The Government has pledged a 4% increase on the settlement for 2003/04, but the NUT says it will not be enough for schools still reeling from last year's grant.
Many schools were forced to dig deep into their reserves to cover costs and some had to axe jobs.
Essex NUT representative Jerry Glazier said: "I think it's inevitable small village schools are more vulnerable at times of financial constraint. We already saw one or two schools losing staff last year. The incidence is not as high in Essex as in Suffolk because we have got bigger urban areas."
Mr Glazier said small village schools have the least flexibility to be able to cope with budget cuts.
Garry Deeks, headteacher of Wilby Primary School, near Stradbroke, which has 68 pupils, said: "It looks as if it is going to be very tight this year – it's certainly going to be challenging."
Mr Deeks, whose school had a budget of £200,000 in 2003/04, said: "In the past, Suffolk has had a very positive approach to smaller schools and has been able to support them with a block allowance.
"The suggestion from the Government seems to be those allowances were too generous – but that is not how we see it.
"Flexibility has been reduced in the allowances and the funding doesn't allow the freedom we once saw to reflect local needs."
He added: "Every school has fixed costs and the same sort of costs – we have to fill in as many forms as bigger schools.
"There will be several schools who weathered the situation after last year's poor settlement and used all their reserves.
"It will now be quite a headache to set a budget to sustain those expectations.

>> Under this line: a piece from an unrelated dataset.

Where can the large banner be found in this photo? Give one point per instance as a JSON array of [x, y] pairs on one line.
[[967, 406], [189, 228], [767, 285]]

Schools that had to absorb all their resources will not be in a position to do so again."
Tony Lewis, Suffolk County Council executive committee member with responsibility for schools, said: "Many schools are starting to see rolls stabilising or falling for the first time in many years and we do have schools that have never experienced that before.
"But those schools won't necessarily find themselves worse off. They are guaranteed a 4% increase on last year even if rolls are falling."
Mr Lewis added the LEA was applying for a transitional Government grant of £3.1 million which would be used to help schools with the biggest financial problems.